I'm not offended, just annoyed, and not because I have things to change
in my patchset (I'm used to that and that's something I comply with
most of the time), but because the only reviews I had from you were of
this kind (nitpicking on minor stuff).

> 
> >  You seem to review everything that is posted on the LKML,  
> 
> That's not true.
> 
> > and most of the time your reviews are superficial (focused on tiny
> > details or coding style issues). Don't you have better things to do?  
> 
> If your code is written using ancient style and / or API it's not good
> to start with.
> Isn't it? Otherwise, why we do introduce new internal APIs, for what purpose?

Come on!

- kzalloc() vs kmalloc_array()
- for (i = 0; i < n, i++) { if (BIT(x) & var) ... }
  vs
  for_each_bit_set() (which is not even applicable here because I'm
  not manipulating an unsigned long)

Where do you see ancient style APIs here?

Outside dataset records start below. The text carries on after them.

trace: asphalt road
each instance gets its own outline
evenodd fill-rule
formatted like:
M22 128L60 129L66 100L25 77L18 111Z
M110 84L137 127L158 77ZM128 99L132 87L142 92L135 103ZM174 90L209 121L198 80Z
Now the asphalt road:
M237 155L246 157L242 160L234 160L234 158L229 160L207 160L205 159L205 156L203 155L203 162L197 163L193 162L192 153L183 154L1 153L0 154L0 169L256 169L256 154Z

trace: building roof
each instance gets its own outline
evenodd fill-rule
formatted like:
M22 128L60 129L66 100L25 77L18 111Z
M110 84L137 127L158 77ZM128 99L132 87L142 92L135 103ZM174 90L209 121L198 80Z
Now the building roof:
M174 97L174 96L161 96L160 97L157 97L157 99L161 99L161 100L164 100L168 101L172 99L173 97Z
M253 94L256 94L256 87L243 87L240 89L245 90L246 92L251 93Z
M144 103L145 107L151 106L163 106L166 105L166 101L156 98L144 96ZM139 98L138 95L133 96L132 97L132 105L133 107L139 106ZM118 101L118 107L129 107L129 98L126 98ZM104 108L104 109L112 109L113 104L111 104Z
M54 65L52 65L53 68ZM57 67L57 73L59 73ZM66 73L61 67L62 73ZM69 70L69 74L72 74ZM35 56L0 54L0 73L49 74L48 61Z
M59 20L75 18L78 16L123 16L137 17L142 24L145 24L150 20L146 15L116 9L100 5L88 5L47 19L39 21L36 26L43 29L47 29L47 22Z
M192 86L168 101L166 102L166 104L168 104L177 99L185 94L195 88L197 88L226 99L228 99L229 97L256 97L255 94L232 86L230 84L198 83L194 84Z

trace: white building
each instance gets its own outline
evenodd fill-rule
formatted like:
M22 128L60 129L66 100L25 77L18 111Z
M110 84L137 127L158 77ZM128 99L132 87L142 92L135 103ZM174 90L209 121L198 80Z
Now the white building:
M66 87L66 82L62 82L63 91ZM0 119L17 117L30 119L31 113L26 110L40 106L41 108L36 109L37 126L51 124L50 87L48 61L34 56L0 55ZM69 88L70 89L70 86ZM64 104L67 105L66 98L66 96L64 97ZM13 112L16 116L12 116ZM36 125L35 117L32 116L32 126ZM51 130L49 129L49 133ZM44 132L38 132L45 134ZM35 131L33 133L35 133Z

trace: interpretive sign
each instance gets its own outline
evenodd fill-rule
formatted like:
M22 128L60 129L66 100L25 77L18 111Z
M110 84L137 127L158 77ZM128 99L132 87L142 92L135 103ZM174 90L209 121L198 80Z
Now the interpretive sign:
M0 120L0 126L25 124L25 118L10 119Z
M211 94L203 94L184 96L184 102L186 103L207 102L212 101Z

And that's not even the problem. I'm okay to fix those things, but you
only ever do these kind of reviews, and sometime you even act like you
know better than the developer or the maintainer how the code should be
organized without even digging enough to have a clue (your comment on
the fact that mask should not be a pointer is a good example of such
situations).

> 
> On top of that you might find more interesting reviews where I pointed
> out to a memory leak or other nasty stuff. But of course you prefer
> not to norice that.

Yes, sometime you have valid point, but it gets lost in all the noise.

> I understand you.
> 
> > I mean, I'm fine when I get such comments from people that also do
> > useful comments, but yours are most of the time useless and sometime
> > even wrong because you didn't time to look at the code in details.  
> 
> Calm down, please.

Why? Because I say you didn't look at the code in details? Isn't it
true? Did you look at what I3C is, how it works or how the I3C framework
is architectured? Because that's the kind of reviews I'd love to have on
this series.

> You would simple ignore them. Your choice.

That's not my point. My point is, maybe you should do less reviews but
spend more time on each of them so you don't just scratch the surface
with comments I could get from a tool like checkpatch.